Keeping in mind that the idea of stuff like this is to dissuade groups without causing physical injury, I’d rather have to hose some vomit off the streets than blood.

Of course for all I know the whole idea was eventually shelved, but I can certainly see it being researched.

I maintain that, compared to other odors I’ve smelt, fresh adult shit doesn’t rank (heh heh) all that high. Baby poop* is much worse, for example.
*I don’t want to get smacked for calling baby poop “shit”. :wink:

Putrescine and cadaverine, which are the amino acids responsible for the characteristic odor of necrotic flesh, are, IIRC, the decarboxylation end products of arginine and ornithine. If the blackberry/hamburger cocktail somehow produces these amino acids, then maybe blackberries and straight arginine might also do the trick. I have a bottle of arginine pyroglutamate caps siting on top of my dresser, and I’m willing to go trot to the store for some blackberry juice. (Needless to say, I’ll be conducting this experiment in the back yard). If it works, it will give a whole new means of versatility to the Steinbeckian dead-fish-in-the-safe-deposit-box form of justice. (Or was that an O. Henry story? I can’t remember).

Butyric acid is like n-butanoic acid, right? OMG, that stuff is bad.

Butyrate is indeed a vile odor. I dunno if it’s the vilest, but a good whiff of it is literally nauseating.

Cadaverine is produced by decarboylating lysine through the action of (surprise) lysine decarboxylase. It’s really rather simple.


 
HNH
  \ 
  HC-CH[sub]2[/sub]-CH[sub]2[/sub]-CH[sub]2[/sub]-CH[sub]2[/sub]-NH[sub]2[/sub] -> NH[sub]2[/sub]-CH[sub]2[/sub]-CH[sub]2[/sub]-CH[sub]2[/sub]-CH[sub]2[/sub]-CH[sub]2[/sub]-NH[sub]2[/sub]
  /
HCOH
 O


Putresciene is the same, except starting with ornithine, so it has one -CH[sub]2[/sub]- less.

Cadaverine plays an important role in root development. I don’t know about blackberries, but it’s definitely found in seed sprouts, like soybean sprouts [1] so you might want to try those. E. Coli (which can be up to 20% of the dry weight of human “poo”) also produces this enzyme, and has the benefit of living really well in decomposing matter. I think a tiny initial sample of the bacteria would multiply, digest and generally work much faster than a plant source, though blackberies and fresh, live soy sprouts would have more of a surprise factor for a school experiment.
[1]Gamarnik A, Frydman RB 1991 Cadaverine, an essential diamine for the normal root development of germinating soybean (Glycine max) seeds. Plant Physiol. 97: 778-785.

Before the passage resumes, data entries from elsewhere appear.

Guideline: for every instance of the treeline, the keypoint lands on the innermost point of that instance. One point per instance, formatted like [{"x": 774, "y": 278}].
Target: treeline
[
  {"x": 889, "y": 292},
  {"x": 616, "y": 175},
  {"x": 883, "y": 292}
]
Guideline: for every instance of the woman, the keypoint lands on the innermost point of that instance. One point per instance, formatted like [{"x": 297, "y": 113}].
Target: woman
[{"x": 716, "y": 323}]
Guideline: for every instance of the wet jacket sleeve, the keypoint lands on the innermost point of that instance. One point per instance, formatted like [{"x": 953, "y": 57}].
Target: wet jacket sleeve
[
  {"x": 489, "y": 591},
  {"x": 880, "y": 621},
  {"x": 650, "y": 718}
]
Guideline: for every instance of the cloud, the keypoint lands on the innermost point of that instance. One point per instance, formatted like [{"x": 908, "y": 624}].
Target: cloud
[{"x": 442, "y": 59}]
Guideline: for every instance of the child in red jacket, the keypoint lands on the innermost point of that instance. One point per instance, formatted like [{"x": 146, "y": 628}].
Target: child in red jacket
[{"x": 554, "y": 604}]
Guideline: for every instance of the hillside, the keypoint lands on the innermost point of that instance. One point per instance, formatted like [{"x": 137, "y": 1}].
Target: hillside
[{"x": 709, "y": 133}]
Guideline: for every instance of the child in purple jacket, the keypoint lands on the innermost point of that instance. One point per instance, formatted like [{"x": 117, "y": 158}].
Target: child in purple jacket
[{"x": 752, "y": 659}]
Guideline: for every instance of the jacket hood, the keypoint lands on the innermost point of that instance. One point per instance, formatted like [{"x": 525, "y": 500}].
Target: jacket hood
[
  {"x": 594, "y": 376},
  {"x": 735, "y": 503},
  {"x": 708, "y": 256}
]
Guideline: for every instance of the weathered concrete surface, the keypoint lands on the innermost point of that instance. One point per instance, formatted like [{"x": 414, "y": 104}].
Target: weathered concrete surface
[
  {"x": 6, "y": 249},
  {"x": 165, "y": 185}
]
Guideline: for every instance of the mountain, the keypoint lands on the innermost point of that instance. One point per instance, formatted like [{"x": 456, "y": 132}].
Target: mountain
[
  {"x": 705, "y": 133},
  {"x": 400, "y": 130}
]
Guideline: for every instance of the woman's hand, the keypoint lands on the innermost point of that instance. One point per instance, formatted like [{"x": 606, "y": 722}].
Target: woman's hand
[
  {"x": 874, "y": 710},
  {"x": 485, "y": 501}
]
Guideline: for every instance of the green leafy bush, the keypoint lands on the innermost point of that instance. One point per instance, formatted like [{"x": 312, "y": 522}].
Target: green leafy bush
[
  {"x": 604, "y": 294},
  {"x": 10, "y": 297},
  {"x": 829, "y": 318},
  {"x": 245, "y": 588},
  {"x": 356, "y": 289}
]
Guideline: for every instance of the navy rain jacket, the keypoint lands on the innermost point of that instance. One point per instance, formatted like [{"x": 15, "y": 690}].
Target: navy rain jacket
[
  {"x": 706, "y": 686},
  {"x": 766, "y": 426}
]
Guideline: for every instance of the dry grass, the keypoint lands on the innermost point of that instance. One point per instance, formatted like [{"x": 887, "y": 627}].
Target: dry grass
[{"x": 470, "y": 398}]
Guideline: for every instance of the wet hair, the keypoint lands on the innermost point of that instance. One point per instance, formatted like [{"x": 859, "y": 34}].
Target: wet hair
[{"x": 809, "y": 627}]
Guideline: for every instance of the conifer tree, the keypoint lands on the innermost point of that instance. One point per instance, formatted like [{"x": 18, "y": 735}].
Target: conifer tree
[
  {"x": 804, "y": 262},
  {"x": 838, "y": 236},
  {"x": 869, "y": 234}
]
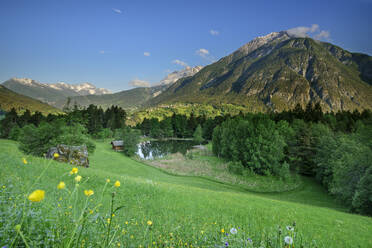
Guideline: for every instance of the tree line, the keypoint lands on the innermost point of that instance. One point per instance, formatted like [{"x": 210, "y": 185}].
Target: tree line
[
  {"x": 336, "y": 149},
  {"x": 36, "y": 133}
]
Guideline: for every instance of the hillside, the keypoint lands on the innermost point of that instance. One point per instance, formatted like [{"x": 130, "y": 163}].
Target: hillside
[
  {"x": 51, "y": 93},
  {"x": 277, "y": 71},
  {"x": 10, "y": 99},
  {"x": 133, "y": 98},
  {"x": 127, "y": 99},
  {"x": 185, "y": 209}
]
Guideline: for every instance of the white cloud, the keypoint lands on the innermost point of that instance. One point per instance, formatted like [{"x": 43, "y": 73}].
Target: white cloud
[
  {"x": 139, "y": 83},
  {"x": 314, "y": 29},
  {"x": 117, "y": 10},
  {"x": 179, "y": 62},
  {"x": 323, "y": 35},
  {"x": 214, "y": 32},
  {"x": 202, "y": 52}
]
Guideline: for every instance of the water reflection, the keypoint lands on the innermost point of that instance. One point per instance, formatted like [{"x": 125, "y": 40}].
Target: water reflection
[{"x": 160, "y": 148}]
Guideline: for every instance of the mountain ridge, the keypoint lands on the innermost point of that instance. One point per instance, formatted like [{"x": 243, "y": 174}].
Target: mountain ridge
[{"x": 277, "y": 71}]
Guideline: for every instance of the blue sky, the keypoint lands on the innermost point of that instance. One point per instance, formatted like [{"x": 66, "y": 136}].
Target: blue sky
[{"x": 106, "y": 42}]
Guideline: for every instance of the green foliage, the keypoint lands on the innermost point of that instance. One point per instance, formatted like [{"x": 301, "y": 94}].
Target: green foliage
[
  {"x": 15, "y": 133},
  {"x": 362, "y": 199},
  {"x": 130, "y": 139},
  {"x": 37, "y": 140},
  {"x": 201, "y": 207},
  {"x": 198, "y": 135},
  {"x": 104, "y": 133},
  {"x": 256, "y": 142},
  {"x": 9, "y": 99}
]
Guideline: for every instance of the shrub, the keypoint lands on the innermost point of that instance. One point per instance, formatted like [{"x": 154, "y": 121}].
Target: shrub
[
  {"x": 362, "y": 200},
  {"x": 37, "y": 140},
  {"x": 257, "y": 143},
  {"x": 130, "y": 139},
  {"x": 235, "y": 168}
]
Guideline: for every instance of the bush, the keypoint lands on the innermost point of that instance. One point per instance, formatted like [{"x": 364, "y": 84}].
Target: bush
[
  {"x": 104, "y": 133},
  {"x": 362, "y": 200},
  {"x": 37, "y": 140},
  {"x": 235, "y": 168},
  {"x": 257, "y": 143},
  {"x": 130, "y": 139},
  {"x": 15, "y": 133}
]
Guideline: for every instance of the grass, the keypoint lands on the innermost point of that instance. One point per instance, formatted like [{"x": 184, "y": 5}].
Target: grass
[
  {"x": 203, "y": 163},
  {"x": 185, "y": 211}
]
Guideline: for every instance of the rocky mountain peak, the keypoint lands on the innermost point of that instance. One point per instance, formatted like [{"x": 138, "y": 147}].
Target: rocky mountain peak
[{"x": 263, "y": 40}]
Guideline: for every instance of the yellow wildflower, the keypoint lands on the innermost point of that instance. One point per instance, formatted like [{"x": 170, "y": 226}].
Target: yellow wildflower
[
  {"x": 88, "y": 192},
  {"x": 61, "y": 185},
  {"x": 37, "y": 195},
  {"x": 117, "y": 184},
  {"x": 78, "y": 178}
]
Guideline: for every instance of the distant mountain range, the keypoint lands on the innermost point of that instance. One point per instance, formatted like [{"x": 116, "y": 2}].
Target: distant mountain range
[
  {"x": 10, "y": 99},
  {"x": 51, "y": 93},
  {"x": 277, "y": 71},
  {"x": 270, "y": 73}
]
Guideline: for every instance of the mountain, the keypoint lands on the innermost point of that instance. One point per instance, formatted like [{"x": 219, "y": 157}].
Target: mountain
[
  {"x": 10, "y": 99},
  {"x": 50, "y": 93},
  {"x": 81, "y": 89},
  {"x": 127, "y": 99},
  {"x": 133, "y": 98},
  {"x": 174, "y": 76},
  {"x": 277, "y": 71}
]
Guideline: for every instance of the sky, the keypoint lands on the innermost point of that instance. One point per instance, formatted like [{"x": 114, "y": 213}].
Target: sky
[{"x": 118, "y": 44}]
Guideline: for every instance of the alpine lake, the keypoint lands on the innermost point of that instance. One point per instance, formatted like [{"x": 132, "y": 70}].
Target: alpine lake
[{"x": 154, "y": 149}]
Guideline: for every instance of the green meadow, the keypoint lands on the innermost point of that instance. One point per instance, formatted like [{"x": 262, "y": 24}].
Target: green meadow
[{"x": 155, "y": 208}]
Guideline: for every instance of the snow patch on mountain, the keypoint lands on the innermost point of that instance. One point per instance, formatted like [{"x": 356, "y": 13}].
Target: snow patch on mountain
[{"x": 174, "y": 76}]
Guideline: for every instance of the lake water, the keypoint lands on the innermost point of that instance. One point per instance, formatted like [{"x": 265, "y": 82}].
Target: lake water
[{"x": 160, "y": 148}]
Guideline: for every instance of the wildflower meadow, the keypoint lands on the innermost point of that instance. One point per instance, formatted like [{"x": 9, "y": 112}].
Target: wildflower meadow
[{"x": 119, "y": 202}]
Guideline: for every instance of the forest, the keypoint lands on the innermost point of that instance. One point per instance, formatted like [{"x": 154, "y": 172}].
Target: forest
[{"x": 333, "y": 148}]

Cheese, (nonfat powdered) milk, eggs, or tuna/anchovies are higher in lysine than beef. Add some water if you’re starting with a dry or solid dairy product. Enzymes tend to need ample water.

Somehow, I can see Putrescine and Cadaverine as potential user names.

Rotting potatoes rank right up there in my book for repulsive odors! :eek:

Fine. Let’s throw some sardines, cheese, blackberries, bean sprouts, milk, and a turd or two into a plastic bag and see what we get a week later.

Would you settle for some kitten poop? Kitten poop is pretty rank, especially when it comes from my kitten.

In my office experience, removing a forgotten tampax or diaphragn is enough to put anyone on their heals gasping for breath

                                        also

a putred abcess especially when covered by a gauze dressing and a cast.

I’ll race those 2 items against any of the previously mentioned malodorous chemicals in a contest.